Checking the Estimated Coefficient

# The coefficient should be close to -0.5 under H₀
beta_hat = result.metadata['coefficient']
deviation = beta_hat - (-0.5)
print(f"Estimated beta: {beta_hat:.4f}")
print(f"Deviation from -0.5: {deviation:.4f}")

# Large deviations indicate strong autocorrelation
# beta > -0.5 suggests positive AR(1) (rho > 0)
# beta < -0.5 suggests negative AR(1) (rho < 0)

Common Pitfalls

Common Pitfalls

  1. Model type: The test is designed for Fixed Effects models. Using it with Pooled OLS or Random Effects produces a warning and may give unreliable results.
  2. Minimum periods: Requires at least T >= 3 time periods per entity (two periods are lost to differencing and lagging). Raises ValueError if this condition is not met.
  3. Small N: The F(1, N-1) distribution approximation may be poor with very few entities (N < 10). Consider supplementing with Baltagi-Wu or Breusch-Godfrey.
  4. Only tests AR(1): This test does not detect higher-order serial correlation.
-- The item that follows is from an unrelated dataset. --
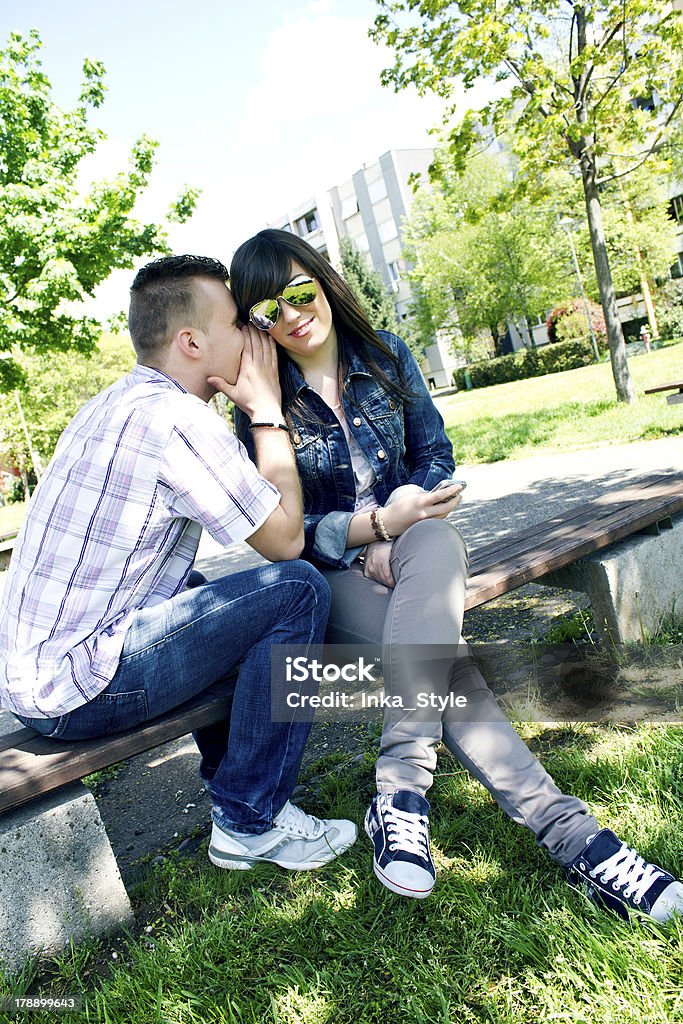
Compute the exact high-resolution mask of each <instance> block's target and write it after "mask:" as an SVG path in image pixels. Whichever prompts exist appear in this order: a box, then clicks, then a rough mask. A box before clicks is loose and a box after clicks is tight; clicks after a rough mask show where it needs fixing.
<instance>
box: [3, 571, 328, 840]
mask: <svg viewBox="0 0 683 1024" xmlns="http://www.w3.org/2000/svg"><path fill="white" fill-rule="evenodd" d="M329 610H330V589H329V587H328V584H327V583H326V582H325V580H324V579H323V577H322V575H321V573H319V572H318V571H317V570H316V569H314V568H313V566H312V565H309V564H308V562H304V561H290V562H275V563H273V564H269V565H264V566H259V567H258V568H254V569H248V570H247V571H245V572H238V573H234V574H232V575H227V577H223V578H222V579H221V580H216V581H214V582H212V583H205V584H203V585H202V586H199V587H196V588H194V589H191V590H185V591H184V592H183V593H181V594H178V595H177V596H176V597H173V598H171V599H170V600H168V601H165V602H164V603H162V604H157V605H154V606H152V607H148V608H141V609H140V610H139V611H138V612H137V613H136V615H135V617H134V620H133V622H132V624H131V626H130V628H129V629H128V632H127V633H126V639H125V641H124V646H123V652H122V655H121V662H120V664H119V668H118V670H117V673H116V675H115V676H114V679H113V680H112V682H111V683H110V685H109V686H108V687H106V689H105V690H103V692H102V693H100V694H99V695H98V696H96V697H95V698H94V700H90V701H89V702H88V703H87V705H84V706H83V707H82V708H77V709H76V710H75V711H72V712H69V713H68V714H66V715H61V716H60V717H59V718H53V719H24V718H23V719H22V721H23V722H25V724H27V725H30V726H31V727H32V728H34V729H36V730H37V731H38V732H41V733H43V735H48V736H52V737H54V738H61V739H73V740H78V739H91V738H94V737H96V736H105V735H109V734H111V733H114V732H121V731H122V730H124V729H130V728H132V727H134V726H136V725H139V724H140V723H141V722H145V721H146V720H147V719H152V718H156V717H157V716H158V715H163V714H164V713H165V712H167V711H170V710H171V709H172V708H177V707H178V706H179V705H182V703H183V702H184V701H185V700H188V699H190V697H194V696H196V695H197V694H198V693H202V692H204V691H205V690H207V689H209V688H210V687H212V686H214V685H215V684H216V683H220V682H221V681H223V687H224V689H225V690H226V692H228V693H230V692H231V694H232V701H231V710H230V713H229V719H228V720H226V721H225V722H222V723H219V724H218V725H214V726H210V727H208V728H206V729H201V730H199V732H197V733H196V734H195V738H196V740H197V743H198V745H199V748H200V752H201V754H202V768H201V771H202V775H203V777H204V778H205V779H206V780H207V781H208V782H209V785H210V793H211V799H212V803H213V816H214V819H215V820H216V821H218V823H219V824H221V825H223V826H224V827H227V828H232V829H234V830H236V831H242V833H248V834H258V833H263V831H266V830H267V829H268V828H270V827H271V826H272V819H273V817H274V815H275V814H276V813H278V812H279V811H280V810H281V809H282V808H283V807H284V805H285V804H286V802H287V801H288V799H289V797H290V796H291V794H292V791H293V790H294V786H295V785H296V780H297V775H298V771H299V766H300V764H301V758H302V756H303V750H304V746H305V743H306V739H307V738H308V733H309V731H310V725H311V723H310V721H297V720H296V717H294V718H293V720H291V721H288V722H273V721H272V716H271V714H270V705H271V692H270V688H271V671H270V648H271V647H272V646H273V645H275V644H313V643H322V641H323V637H324V635H325V628H326V625H327V621H328V613H329ZM238 666H240V672H239V675H238V677H237V680H236V679H234V677H232V678H231V679H229V678H227V679H226V677H229V676H230V674H231V673H232V670H234V669H236V668H237V667H238ZM279 684H280V685H285V681H284V680H272V685H273V686H276V685H279ZM308 685H309V684H308ZM287 687H288V692H289V691H290V690H292V683H288V684H287ZM302 717H303V716H302ZM308 717H310V716H308Z"/></svg>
If you suspect AR(2) or higher, use the Breusch-Godfrey test.
  5. Dynamic models: When the model includes a lagged dependent variable, the test may have reduced power. Consider testing the residuals from a GMM estimator instead.

See Also

References

  • Wooldridge, J. M. (2002). Econometric Analysis of Cross Section and Panel Data. MIT Press, Section 10.4.1.
  • Wooldridge, J. M. (2010). Econometric Analysis of Cross Section and Panel Data (2nd ed.). MIT Press, Chapter 10.
  • Drukker, D. M. (2003). "Testing for serial correlation in linear panel-data models." Stata Journal, 3(2), 168-177.